Can we create community out of diversity? If so, will it require changing the scale and character of urban forms within our communities…the very change some Lower Mainlanders have recently become notorious for rejecting?
It’s one of many thorny questions tossed around, grappled over, and occasionally outshouted by our venerable host and his subject Mark Busse, Director of TILT Curiosity Labs at HCMA Architecture + Design, and host of the Creative Mornings Vancouver breakfast lecture series. There’s a give-and-go to this conversation that Price Talks has not yet witnessed, or had to edit around…
It begins with a game of Podcast Ping Pong (you don’t know it because Gord just invented it), and ends with a discussion of the possibility that, not only have we not seen the end of Gen X, we may yet have the opportunity to witness their best and brightest contributions to society.
In the middle is a wide-ranging debate about the role of designers — not planners mind you, but a broader creative class — in contributing to the directions our cities and communities take.
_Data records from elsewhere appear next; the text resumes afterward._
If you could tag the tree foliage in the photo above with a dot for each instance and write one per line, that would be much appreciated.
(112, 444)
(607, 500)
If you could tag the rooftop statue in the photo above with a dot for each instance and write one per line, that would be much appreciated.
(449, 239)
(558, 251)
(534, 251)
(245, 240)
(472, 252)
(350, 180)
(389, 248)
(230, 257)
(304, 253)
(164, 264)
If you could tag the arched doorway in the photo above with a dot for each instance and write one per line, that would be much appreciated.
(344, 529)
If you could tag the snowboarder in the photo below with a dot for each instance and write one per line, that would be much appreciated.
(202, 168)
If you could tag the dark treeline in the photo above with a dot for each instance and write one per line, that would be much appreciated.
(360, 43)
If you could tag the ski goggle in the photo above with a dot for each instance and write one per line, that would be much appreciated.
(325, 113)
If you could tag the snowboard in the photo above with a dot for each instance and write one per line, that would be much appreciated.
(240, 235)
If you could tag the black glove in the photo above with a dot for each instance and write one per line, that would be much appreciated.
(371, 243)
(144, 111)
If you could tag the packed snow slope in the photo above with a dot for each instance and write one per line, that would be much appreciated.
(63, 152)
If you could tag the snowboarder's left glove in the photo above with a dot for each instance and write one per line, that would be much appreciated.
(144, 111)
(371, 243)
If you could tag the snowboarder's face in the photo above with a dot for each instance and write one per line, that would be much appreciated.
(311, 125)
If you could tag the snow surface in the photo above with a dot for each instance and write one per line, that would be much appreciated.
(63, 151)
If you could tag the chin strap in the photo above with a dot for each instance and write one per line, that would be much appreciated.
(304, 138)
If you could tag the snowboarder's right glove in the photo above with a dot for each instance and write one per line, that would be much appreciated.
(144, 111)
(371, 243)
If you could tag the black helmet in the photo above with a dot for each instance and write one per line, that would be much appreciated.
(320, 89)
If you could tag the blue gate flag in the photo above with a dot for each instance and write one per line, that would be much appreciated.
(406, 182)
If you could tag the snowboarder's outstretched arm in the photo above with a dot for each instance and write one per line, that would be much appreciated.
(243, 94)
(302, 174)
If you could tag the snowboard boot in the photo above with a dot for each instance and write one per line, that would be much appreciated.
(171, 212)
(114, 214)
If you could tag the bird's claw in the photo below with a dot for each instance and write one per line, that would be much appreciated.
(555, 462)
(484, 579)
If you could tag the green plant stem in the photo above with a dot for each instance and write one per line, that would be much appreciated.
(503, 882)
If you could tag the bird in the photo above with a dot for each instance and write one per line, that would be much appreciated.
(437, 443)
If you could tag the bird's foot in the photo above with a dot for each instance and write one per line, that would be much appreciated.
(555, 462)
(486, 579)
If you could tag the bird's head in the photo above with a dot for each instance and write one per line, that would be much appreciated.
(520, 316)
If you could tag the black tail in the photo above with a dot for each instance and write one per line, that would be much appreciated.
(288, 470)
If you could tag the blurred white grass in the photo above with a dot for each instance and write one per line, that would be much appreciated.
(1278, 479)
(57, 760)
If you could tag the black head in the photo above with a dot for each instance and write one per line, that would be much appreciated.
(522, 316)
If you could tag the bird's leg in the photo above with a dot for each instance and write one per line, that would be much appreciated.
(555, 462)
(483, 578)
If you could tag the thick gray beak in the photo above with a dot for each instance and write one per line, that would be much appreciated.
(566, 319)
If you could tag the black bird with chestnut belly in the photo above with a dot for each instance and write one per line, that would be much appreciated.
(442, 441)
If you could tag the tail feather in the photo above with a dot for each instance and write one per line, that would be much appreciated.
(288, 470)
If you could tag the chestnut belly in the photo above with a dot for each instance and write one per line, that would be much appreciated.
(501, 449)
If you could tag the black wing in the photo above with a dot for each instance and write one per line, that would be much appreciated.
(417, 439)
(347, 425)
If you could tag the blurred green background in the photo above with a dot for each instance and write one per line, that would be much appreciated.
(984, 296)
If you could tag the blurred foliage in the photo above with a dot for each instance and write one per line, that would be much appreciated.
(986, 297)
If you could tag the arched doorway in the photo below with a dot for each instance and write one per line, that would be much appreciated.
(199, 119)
Often bespoke approaches to prescribing how relationships are facilitated and move in space, and what we could call the ‘special sauce of serendipity’ that has come to mark social interactions in the new communities of the future, today. In places like downtown Vancouver, and Surrey, for example.
And by the way, what is community? Says Busse: “There’s data that says people living in close proximity, sharing and touching skin on skin produces happier, and healthier human beings.” And if that means breaking the bargain we’ve made with previous generations who have come to counted on having homes that the kindergarten class have depicted for generations — detached house, pitched roof, chimney, backyard, and generous garden — then so be it. “Sorry, grandpa.”
And when Gord asks if Gen X has blown it, Busse suggests that, perhaps with the support of a little Millennial tailwind, the best of this generation may be just over the horizon.